The `processed-data` folder is created by the analysis scripts. The scripts
creata a new folder for each simulation as a treant and add tags and
categories
to them. Later I only need to copy the `processed-data` directory to my
laptop,
this is easily done with rsync. The `processed-data` folder is then easy to
query on my laptop using Bundles.

*Note:* Since I'm mostly creating the simulation setups with a script
I'm now
thinking of adding a treant with each simulation to store the parameters
used to
create the simulation as tags and categories. This should help the
processing
scripts to create the `processed-data` folder.

Max Linke

unread,

Aug 26, 2016, 5:33:21 PM8/26/16

to datr...@googlegroups.com

On 08/26/2016 07:41 PM, Oliver Beckstein wrote:
> Hi Max,
>
> I am using datreant/mdsynthesis in the way you describe (including bringing order to a whole bunch of legacy simulations with dirty on-the-fly code to generate the set of tags and categories).

Good. I hope someone (maybe me) then has time to add these descriptions
to the manual. They are nice to explain other people how the library can
be used.

> I just want to add to your excellent summary that I don't consider bundles that static because if I add new treants with matching tags/categories then I will get a bigger bundle. The main difference between bundles and groups (which I don't think are used any more) is that the bundle has no state (saved to disk). Thus, the common thing to do is re-evaluate the bundle whenever I do work and if I got more treats – hooray, more data to play with.

Only when you rerun the code as you said yourself. Treants though will
pick up any changes without having to recreate them. I only meant that
they are static once I created them.

> I also want to add that probably one of the neatest things is groupby() – it really helps to get very organized views of your experiments.

Yes I also like that a lot.
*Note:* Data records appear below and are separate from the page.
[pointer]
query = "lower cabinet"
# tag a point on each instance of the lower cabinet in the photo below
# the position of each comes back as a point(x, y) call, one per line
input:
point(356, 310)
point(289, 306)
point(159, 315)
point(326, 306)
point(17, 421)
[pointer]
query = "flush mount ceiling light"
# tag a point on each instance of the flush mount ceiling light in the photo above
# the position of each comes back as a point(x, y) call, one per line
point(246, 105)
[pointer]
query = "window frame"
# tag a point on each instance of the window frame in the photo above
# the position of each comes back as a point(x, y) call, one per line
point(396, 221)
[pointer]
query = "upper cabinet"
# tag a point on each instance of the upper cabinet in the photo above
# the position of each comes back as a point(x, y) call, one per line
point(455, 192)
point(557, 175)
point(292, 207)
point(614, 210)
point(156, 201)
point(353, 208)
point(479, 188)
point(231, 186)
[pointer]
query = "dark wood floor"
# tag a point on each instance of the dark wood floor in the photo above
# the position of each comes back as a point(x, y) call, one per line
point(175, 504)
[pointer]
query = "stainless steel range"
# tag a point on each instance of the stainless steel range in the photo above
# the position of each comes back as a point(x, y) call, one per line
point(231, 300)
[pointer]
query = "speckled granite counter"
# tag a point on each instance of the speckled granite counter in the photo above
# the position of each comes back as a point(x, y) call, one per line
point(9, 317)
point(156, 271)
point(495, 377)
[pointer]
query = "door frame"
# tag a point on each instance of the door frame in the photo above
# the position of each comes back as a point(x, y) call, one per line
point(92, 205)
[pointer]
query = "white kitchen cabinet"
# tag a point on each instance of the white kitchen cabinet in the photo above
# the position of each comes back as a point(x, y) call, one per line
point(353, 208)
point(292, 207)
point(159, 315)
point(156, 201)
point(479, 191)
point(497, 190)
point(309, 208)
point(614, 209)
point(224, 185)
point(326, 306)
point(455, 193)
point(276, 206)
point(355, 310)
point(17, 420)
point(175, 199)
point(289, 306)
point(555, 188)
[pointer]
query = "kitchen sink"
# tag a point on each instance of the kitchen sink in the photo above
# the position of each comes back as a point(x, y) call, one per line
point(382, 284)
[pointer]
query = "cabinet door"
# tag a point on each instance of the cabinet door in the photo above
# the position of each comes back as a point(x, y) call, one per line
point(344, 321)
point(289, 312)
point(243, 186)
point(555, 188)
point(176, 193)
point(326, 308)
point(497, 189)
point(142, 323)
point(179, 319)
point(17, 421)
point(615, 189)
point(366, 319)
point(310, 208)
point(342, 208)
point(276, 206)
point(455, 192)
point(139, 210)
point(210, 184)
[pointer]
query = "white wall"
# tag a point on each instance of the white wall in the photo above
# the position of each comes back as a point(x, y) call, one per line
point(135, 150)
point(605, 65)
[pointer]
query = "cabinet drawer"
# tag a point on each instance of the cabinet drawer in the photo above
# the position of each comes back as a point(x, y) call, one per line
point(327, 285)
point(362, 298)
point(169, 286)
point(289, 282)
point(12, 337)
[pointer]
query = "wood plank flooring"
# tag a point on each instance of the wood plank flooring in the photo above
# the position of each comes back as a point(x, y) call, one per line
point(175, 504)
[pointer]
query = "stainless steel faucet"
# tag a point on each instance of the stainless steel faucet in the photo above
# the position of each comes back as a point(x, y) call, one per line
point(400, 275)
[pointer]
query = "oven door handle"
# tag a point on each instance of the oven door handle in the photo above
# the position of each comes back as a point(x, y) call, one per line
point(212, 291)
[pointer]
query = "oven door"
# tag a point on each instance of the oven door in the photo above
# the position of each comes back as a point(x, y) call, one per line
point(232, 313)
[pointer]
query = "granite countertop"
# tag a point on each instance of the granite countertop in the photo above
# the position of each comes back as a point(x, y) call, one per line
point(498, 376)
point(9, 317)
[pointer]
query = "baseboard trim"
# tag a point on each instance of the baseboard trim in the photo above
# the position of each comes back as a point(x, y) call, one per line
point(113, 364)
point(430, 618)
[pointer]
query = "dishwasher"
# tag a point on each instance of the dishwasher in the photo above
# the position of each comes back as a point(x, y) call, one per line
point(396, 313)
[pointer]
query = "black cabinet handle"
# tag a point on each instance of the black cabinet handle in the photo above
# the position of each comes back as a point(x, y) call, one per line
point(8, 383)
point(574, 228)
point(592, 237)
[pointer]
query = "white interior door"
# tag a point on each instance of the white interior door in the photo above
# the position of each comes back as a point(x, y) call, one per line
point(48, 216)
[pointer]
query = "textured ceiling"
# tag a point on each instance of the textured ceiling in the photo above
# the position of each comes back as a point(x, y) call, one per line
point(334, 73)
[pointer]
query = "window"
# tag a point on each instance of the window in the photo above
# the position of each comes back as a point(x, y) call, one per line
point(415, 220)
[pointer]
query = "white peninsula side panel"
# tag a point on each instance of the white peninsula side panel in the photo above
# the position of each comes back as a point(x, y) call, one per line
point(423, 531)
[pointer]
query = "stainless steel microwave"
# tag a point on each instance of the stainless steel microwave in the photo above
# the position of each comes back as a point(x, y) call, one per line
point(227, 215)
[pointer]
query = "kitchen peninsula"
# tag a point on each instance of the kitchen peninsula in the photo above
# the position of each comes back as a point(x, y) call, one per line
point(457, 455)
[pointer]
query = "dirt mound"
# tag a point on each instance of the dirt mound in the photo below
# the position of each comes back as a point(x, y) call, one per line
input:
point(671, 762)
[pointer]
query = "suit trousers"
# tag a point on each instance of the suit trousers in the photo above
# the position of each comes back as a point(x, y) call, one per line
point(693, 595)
It will help tremendously with my own
simulations.

> Finally, I should also say that any library that can be used by a PI passes an important usability test ;-) – good job David and everyone else!
>
> Oliver

>
>
>
>> On 26 Aug, 2016, at 06:05, Max Linke <max.l...@gmail.com> wrote:
>>
>> I've been using datreant again for a new study. With the text in the recent
>> scipy paper I have now started use the library different and I'm now using the
>> following two definitions for **Treant** and **Bundle** when I setup my study.
>>
>> - **Treant**: A single entry in the 'database' containing raw/proccessed data
>> for ONE experiment. Here I can attach meta-data to the experiment in form of
>> tags and categories.
>>
>> - **Bundle**: An 'immutable' view on different treants that can be queried.
>> Immutable because I can't add or remove treants from the view, but treants
>> themself I can still change. The Bundle contains treants from one or more
>> studies.
>

> --
> Oliver Beckstein * orbe...@gmx.net
> skype: orbeckst * orbe...@gmail.com
>

David Dotson

unread,

Sep 21, 2016, 5:14:03 PM9/21/16

to Max Linke, datr...@googlegroups.com

Hi Max,

I wanted to give a detailed response to this, but at the time was not in a good position to do so. Responses below.

On 08/26/2016 06:05 AM, Max Linke wrote:
> I've been using datreant again for a new study. With the text in the recent
> scipy paper I have now started use the library different and I'm now using the
> following two definitions for **Treant** and **Bundle** when I setup my study.
>
> - **Treant**: A single entry in the 'database' containing raw/proccessed data
> for ONE experiment. Here I can attach meta-data to the experiment in form of
> tags and categories.
>
> - **Bundle**: An 'immutable' view on different treants that can be queried.
> Immutable because I can't add or remove treants from the view, but treants
> themself I can still change. The Bundle contains treants from one or more
> studies.

I think it's important to point out that a `Bundle` object is mutable, in the sense that you can add or remove members from it. It's basically an ordered set (it even has the same methods as a python `set` for adding and remove members) with special methods for working with `Treant`s.

>
> These definition have an important implication. Datreant is **not** usable to
> create your 'database' on the filesystem.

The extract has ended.